Geary se retourna vers elle et Charban. « Excellente idée. Les Énigmas devraient comprendre sans peine que ce détachement va intercepter le cargo, et ils savent déjà que nous visons leur installation. J’apprécierais que vous leur adressiez un message précisant qu’en dépit de leurs provocations et de leurs gestes hostiles nous n’avons pas l’intention de nuire aux occupants de ce cargo, sauf si nous devons nous défendre.

— Nous défendre, marmonna Desjani. Encore une fois. » Elle fixa son écran en fonçant les sourcils. « Bizarre.

— Quoi donc ? s’enquit Geary.

— L’accélération de ce cargo. Quelque chose me chiffonnait et je crois avoir mis le doigt dessus. Nous savons leurs réacteurs bien plus efficaces que les nôtres. Et je ne vois aucune raison pour que ce cargo dispose d’une propulsion de type militaire. Mais son accélération est pratiquement égale à celle des nôtres. S’ils sont capables d’offrir à leurs vaisseaux de guerre une propulsion supérieure à celle des bâtiments de la flotte, pourquoi celle de leurs cargos ne l’est-elle pas aussi ? »

Geary étudia la trajectoire prévue du cargo. « Bonne question. Elle reste dans la moyenne des nôtres. Peut-être aurons-nous la réponse après son interception. »

Desjani eut un reniflement de dérision. « Ne vendez pas la peau de l’ours avant de l’avoir tué. »

Charban avait fini d’aider Rione à envoyer le message aux extraterrestres et il vint se planter un instant près du siège de Geary. « Je m’interroge, amiral.

— Vous aussi ?

— Les vaisseaux d’Énigma auraient dû lancer un bombardement contre leur installation dès qu’ils nous ont vus en prendre la direction. Or ils ne l’ont pas fait. Pourquoi ? Ce sont des obsédés du secret, pourtant ils vont nous laisser examiner un de leurs équipements importants sans s’y opposer ? »

Desjani adressa à l’émissaire un regard empreint de respect, le premier depuis qu’il était à bord. « Il y aurait un piège ?

— À votre place, je n’y enverrais une force de débarquement qu’avec la plus extrême prudence, amiral », déclara Charban, avant d’adresser un signe de tête à Desjani et de se retirer.

Ne restait plus qu’à regarder le détachement fondre sur le cargo et attendre la réaction de la douzaine de vaisseaux de guerre Énigma. Plusieurs heures s’écoulèrent, tandis que la trajectoire de la flotte s’incurvait vers l’installation et la lune de la géante gazeuse, que le cargo progressait lentement mais régulièrement vers l’intérieur du système, que le détachement de croiseurs de combat se séparait à vive allure de la flotte et continuait d’accélérer vers le cargo, et que les douze extraterrestres maintenaient leur position à une heure-lumière derrière la formation principale. « Ils ne réagissent pas ? » finit par demander Geary. Il ne put s’empêcher d’y mettre un point d’interrogation tant ça contrevenait aux habitudes des extraterrestres.

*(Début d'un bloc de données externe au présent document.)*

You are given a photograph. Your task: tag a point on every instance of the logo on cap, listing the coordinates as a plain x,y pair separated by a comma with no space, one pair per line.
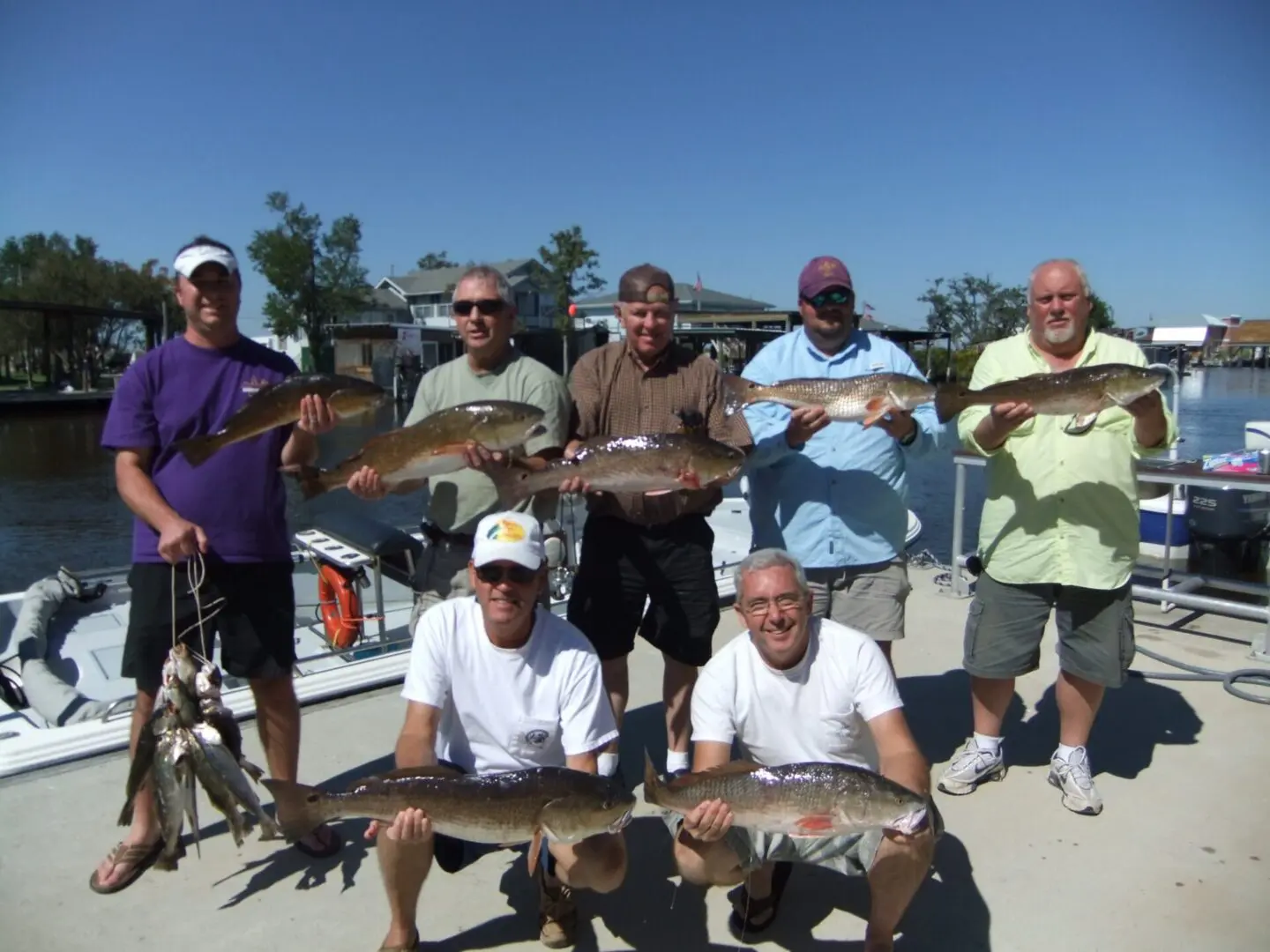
505,531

« Il saute aux yeux que ce détachement vise leur cargo, confirma Desjani. Et nous aurions dû les voir réagir depuis longtemps. Mais ils gardent la même position relative.

— Ils attendent les ordres ?

— Que je sois pendue si je le sais, amiral. Mais, compte tenu de leurs communications PRL, si leur poste de commandement se trouve sur cette planète, ils auraient déjà dû les recevoir. »

Le détachement n’intercepterait le cargo que dans vingt heures, soit cinq heures avant que la flotte n’ait atteint l’installation extraterrestre. Geary frappa ses touches de com. « À tous les vaisseaux. Veillez à laisser à votre équipage le temps de s’alimenter et de se reposer. » Patienter en de telles circonstances, même quand rien n’allait se produire avant une journée entière, pouvait se révéler extrêmement difficile ; si les vaisseaux de guerre extraterrestres décidaient brusquement d’accélérer pour passer à l’attaque, ils mettraient encore des heures à arriver à portée d’engagement. L’erreur la plus grossière et, en même temps, la plus facile à commettre, serait de rester assis sur ses fesses, tendu à rompre et prêt à combattre, en se laissant gagner par la lassitude et la faim, pour regarder les vaisseaux se rapprocher lentement les uns des autres alors même que les vastes distances interplanétaires interdiraient qu’il se passât quelque chose.

« Je vais aller manger un morceau et dormir un peu », annonça-t-il à Desjani.